S. Filippi: Il Conservatorio («dove si conserva tutto» era una delle frasi lapidarie di Dionisi), a parte la struttura muraria, vive perchè i docenti lo fanno vivere. Non in tutti i Conservatori italiani è presente la cattedra di Musica corale e direzione di coro ma questo non è un motivo sufficiente perchè non si possa respirare il mestiere del direttore di coro. Se nello stesso Conservatorio privo di questa cattedra vi è ad esempio il docente di Esercitazioni corali, o ancora quello di Direzione di coro per didattica della musica che sa fare bene il suo mestiere e trasmette la gioia di fare coro, anche questo prezioso tassello nel grande puzzle della struttura organizzativa di un Conservatorio potrà essere più che sufficiente per invogliare studenti ad intraprendere questa direzione. Tanti ottimi direttori di coro (non voglio fare nomi per non lasciarne fuori qualcuno) che ormai da anni sono in piena attività  si sono formati all’interno di queste istituzioni. Ma sicuramente si potrebbe e si dovrebbe ancora fare di più.

SFilippi4Sandro Filippi




S. Filippi, “Nana ščeričica”, Coro APZ T. Tomšič, S. Kuret, dir.
Ha studiato con Renato Dionisi, Bruno Zanolini, Carlo Pirola. Si è diplomato presso il Conservatorio di Milano in “Composizione polifonica vocale” e in “Strumentazione per banda” e presso il Conservatorio di Verona in “Musica corale e direzione di coro”.
Ha diretto per molti anni il coro “I Musici cantori” di Trento con i quali ha svolto una intensissima attività concertistica vincendo in concorsi nazionali e internazionali (Vittorio Veneto, Arezzo ecc.). È stato inoltre direttore de “Le Istitutioni Harmoniche” di Verona e del coro polifonico “R.Lunelli”. È stato direttore artistico dell’Accademia Musicale S. Giorgio di Verona e del coro da camera annesso alla stessa. È inoltre fondatore e direttore del Coro Filarmonico Trentino. Alla direzione di quest’ultimo nell’ambito del Bolzano Festival Bozen ediz. 2008 ha eseguito in Prima esecuzione mondiale la Missa I. quatuor vocibus cantanda op. 34 e l’Ave Maria a 4 voci Kind. 95 di F. Busoni.

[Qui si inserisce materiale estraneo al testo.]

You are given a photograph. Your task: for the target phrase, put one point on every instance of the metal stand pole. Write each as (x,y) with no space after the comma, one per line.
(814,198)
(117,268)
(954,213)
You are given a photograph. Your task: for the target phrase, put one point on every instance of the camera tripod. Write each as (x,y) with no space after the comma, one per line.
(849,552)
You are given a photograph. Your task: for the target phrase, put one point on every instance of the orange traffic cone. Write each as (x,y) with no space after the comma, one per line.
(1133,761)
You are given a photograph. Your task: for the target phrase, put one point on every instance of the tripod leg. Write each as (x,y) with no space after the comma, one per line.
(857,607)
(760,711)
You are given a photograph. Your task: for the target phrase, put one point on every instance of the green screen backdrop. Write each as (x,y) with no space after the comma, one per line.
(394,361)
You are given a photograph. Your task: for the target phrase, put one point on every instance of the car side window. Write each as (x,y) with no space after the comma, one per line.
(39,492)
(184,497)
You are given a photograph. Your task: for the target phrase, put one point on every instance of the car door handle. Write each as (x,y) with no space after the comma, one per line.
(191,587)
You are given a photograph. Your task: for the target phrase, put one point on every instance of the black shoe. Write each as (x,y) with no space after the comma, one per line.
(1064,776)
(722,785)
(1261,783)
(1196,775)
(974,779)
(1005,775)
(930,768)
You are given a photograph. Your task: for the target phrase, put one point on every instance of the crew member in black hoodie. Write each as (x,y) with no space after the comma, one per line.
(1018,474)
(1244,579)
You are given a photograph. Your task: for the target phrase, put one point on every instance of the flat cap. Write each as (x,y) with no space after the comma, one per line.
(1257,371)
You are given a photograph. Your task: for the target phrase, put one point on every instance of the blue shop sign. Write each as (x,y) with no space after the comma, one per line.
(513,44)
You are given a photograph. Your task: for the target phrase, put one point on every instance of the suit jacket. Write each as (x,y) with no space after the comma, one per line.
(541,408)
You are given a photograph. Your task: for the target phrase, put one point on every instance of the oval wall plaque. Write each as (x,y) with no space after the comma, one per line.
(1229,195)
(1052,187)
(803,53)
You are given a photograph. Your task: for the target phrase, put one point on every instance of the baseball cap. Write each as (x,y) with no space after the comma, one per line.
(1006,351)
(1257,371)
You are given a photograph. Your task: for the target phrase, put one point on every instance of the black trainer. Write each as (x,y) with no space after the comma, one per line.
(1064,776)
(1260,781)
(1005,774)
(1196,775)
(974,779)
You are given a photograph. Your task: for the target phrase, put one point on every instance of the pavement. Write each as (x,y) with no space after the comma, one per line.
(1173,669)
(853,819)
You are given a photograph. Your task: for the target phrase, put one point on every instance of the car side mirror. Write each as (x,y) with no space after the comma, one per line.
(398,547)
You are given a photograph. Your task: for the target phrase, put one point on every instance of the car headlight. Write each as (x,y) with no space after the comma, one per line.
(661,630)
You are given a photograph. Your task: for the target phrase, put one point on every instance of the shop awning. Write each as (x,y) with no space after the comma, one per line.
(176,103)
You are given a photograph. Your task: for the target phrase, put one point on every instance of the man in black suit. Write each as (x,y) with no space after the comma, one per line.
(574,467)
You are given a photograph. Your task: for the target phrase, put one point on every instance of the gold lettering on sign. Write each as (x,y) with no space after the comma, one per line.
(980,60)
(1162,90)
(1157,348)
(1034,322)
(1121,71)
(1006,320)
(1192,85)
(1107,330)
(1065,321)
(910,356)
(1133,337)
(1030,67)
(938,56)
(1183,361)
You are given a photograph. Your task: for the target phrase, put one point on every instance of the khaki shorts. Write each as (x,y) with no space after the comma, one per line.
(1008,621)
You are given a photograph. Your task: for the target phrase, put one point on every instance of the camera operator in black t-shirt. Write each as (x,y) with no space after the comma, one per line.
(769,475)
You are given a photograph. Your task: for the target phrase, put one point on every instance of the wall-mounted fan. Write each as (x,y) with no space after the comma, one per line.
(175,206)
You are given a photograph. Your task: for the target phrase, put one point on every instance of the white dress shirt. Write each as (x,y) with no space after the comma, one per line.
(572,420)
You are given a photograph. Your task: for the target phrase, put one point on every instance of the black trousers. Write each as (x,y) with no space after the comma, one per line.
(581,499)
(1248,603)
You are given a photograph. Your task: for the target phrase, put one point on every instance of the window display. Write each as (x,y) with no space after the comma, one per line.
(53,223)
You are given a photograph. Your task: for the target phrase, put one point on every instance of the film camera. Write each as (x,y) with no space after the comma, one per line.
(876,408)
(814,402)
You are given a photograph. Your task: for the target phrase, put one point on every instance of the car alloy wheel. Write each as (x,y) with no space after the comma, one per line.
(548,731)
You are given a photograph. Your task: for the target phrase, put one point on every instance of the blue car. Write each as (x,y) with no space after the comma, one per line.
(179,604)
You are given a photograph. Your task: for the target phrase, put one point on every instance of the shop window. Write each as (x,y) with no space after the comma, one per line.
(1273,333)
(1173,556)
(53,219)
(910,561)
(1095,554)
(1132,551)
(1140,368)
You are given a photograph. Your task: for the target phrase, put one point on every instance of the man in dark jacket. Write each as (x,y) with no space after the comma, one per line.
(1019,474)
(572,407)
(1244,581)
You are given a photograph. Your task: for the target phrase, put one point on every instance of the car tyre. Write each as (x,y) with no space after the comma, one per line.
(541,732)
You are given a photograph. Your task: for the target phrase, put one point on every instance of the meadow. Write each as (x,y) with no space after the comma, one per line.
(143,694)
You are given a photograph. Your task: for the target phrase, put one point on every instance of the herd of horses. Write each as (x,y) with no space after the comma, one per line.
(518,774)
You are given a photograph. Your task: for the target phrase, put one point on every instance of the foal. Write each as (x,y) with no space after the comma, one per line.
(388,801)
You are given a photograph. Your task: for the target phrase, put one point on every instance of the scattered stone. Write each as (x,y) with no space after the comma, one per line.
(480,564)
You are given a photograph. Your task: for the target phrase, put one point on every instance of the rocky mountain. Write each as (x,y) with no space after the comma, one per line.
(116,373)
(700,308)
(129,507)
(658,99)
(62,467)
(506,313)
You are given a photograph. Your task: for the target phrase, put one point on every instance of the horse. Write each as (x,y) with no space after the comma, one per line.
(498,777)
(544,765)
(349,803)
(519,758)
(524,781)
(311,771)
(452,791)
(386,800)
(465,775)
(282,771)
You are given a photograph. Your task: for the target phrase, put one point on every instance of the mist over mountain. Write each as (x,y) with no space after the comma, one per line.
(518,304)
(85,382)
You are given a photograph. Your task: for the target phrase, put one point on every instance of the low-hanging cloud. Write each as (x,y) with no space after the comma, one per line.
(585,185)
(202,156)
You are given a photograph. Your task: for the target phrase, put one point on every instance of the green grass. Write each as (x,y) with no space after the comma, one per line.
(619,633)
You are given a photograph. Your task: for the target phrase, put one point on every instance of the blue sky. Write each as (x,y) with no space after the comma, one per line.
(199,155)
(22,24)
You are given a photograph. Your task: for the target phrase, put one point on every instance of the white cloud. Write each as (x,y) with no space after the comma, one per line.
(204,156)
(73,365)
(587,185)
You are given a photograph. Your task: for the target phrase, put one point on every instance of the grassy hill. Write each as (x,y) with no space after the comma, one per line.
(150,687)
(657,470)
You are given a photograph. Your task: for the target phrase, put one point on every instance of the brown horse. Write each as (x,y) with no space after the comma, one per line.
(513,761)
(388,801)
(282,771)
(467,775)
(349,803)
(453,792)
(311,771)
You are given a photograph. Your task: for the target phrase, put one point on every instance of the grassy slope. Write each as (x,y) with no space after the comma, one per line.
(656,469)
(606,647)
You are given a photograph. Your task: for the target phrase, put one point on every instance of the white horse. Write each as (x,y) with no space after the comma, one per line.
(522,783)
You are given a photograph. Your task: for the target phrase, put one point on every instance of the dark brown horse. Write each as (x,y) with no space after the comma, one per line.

Fa parte della Commissione artistica della Fondazione coro SAT ed è consulente artistico dell’ASAC. Viene regolarmente invitato quale membro di giuria in concorsi corali che di composizione sia nazionali che internazionali.
È titolare della cattedra di Direzione di coro e repertorio corale per la scuola di didattica della musica presso il Conservatorio “Monteverdi” di Bolzano.
Come compositore collabora con alcune riviste specializzate tra cui La Cartellina diretta da Marco Boschini.
Compositore prolifico si dedica prevalentemente alla musica corale con numerose composizioni di carattere sacro – profano e con eguale competenza alle elaborazioni per coro misto, maschile e voci bianche di canti popolari provenienti dalla tradizione arcaica italiana. Nell’ambito della composizione corale ha ottenuto numerosi primi premi a concorsi nazionali ed internazionali (Concorso internazionale di composizione “Ivan Spassov ” a Plovdiv Bulgaria), Concorso di composizione ” Paolo Valenti- Musica e Sport ” a Roma; Concorso nazionale Città di Pontremoli 2001 per la didattica; il concorso di elaborazione corale città di Biella, Salisburgo, ecc..). Diversi suoi lavori sono stati eseguiti sia in Italia che all’estero dai cori “Tone Tomsic” di Lubiana, “Voci Nobili” di Bergen, “I Piccoli Musici di Casazza”, “I Minipolifonici” di Trento, coro della SAT, la Corale Zumellese di Mel dal Coro Giovanile Italiano e dal Corpo Bandistico di Albiano. Oltre a composizioni per coro ed elaborazioni di canti popolari, ha scritto per organo e pianoforte, per organici cameristici. Sue opere sono state scelte come brani d’obbligo in concorsi corali nazionali ed internazionali.